Nous devons également réaffirmer, avec vigueur, notre attachement à nos principes et valeurs en matière de démocratie, d’Etat de droit et de bonne gouvernance, gages de la paix et de la stabilité au sein de la région.
Il nous faut agir vite pour endiguer les différentes menaces sécuritaires, grâce notamment à l’opérationnalisation de la brigade régionale de la Force africaine en Attente et l’activation de la Force régionale de lutte contre le terrorisme.
La réalisation de cet objectif nécessite une plus grande autonomie financière ; ce qui doit nous obliger à honorer nos engagements au titre du prélèvement communautaire.
En outre, il nous faudra renforcer la gouvernance de nos institutions communautaires pour plus d’efficacité et d’efficience dans la réalisation des objectifs de la région.
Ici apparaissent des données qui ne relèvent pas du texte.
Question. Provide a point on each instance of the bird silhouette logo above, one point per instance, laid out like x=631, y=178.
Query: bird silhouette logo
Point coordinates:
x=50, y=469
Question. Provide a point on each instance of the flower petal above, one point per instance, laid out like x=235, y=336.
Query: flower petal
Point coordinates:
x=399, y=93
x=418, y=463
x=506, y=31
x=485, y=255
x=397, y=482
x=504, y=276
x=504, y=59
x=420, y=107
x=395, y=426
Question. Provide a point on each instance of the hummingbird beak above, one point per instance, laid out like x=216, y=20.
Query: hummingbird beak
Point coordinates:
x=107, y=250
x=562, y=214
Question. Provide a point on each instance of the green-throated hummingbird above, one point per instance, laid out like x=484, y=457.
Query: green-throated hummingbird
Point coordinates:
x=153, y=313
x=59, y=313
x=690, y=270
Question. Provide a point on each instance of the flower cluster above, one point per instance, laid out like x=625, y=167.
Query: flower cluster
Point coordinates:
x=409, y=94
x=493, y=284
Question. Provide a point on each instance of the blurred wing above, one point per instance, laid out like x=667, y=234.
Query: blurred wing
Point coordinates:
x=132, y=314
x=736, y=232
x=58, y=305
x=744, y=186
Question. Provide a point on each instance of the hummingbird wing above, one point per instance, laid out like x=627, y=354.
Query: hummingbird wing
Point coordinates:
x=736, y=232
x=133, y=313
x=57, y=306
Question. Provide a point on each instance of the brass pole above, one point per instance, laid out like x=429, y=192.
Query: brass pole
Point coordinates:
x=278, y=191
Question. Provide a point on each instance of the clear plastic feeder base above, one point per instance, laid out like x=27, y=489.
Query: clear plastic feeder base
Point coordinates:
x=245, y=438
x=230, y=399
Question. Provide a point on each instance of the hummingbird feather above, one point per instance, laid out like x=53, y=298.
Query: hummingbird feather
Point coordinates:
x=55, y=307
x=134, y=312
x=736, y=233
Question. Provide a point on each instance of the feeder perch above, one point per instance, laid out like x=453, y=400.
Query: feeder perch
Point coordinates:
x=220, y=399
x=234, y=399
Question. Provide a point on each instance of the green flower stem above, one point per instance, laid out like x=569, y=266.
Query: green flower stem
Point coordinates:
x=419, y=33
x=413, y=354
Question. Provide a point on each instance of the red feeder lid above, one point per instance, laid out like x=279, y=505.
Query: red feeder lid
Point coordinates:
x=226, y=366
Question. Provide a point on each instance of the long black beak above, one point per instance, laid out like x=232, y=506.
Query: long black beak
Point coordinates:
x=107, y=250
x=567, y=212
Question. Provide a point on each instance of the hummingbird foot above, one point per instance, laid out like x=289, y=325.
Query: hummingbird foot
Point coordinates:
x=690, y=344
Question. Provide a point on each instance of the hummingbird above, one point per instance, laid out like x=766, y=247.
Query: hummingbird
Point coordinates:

Il s’agira d’avoir des standards de fonctionnement plus efficients, mais surtout une architecture institutionnelle plus stable et mieux articulée à l’état d’avancement du processus d’intégration.
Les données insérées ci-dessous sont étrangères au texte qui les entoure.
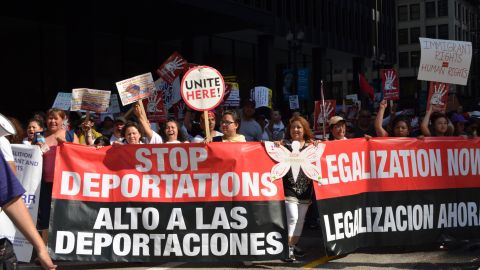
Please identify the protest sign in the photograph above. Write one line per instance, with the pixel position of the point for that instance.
(446, 61)
(63, 101)
(155, 106)
(438, 96)
(330, 106)
(28, 161)
(293, 101)
(398, 192)
(90, 100)
(202, 88)
(391, 90)
(135, 88)
(172, 67)
(175, 202)
(262, 96)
Au-delà de ces urgences, notre action devrait être orientée vers la concrétisation des programmes communautaires dans les domaines de l’agriculture, de l’industrie, de l’énergie et des infrastructures pour accélérer l’intégration économique et commerciale.
Chers collègues,
Nous devons redonner de l’espoir à nos populations, en particulier la jeunesse qui constitue l’avenir de notre Communauté.
Le seul moyen pour y parvenir est pour nous de réformer l’Organisation et de respecter les textes que nous adoptons. Cela est même le fondement de la crédibilité de notre Organisation.
Je vous remercie de votre attention.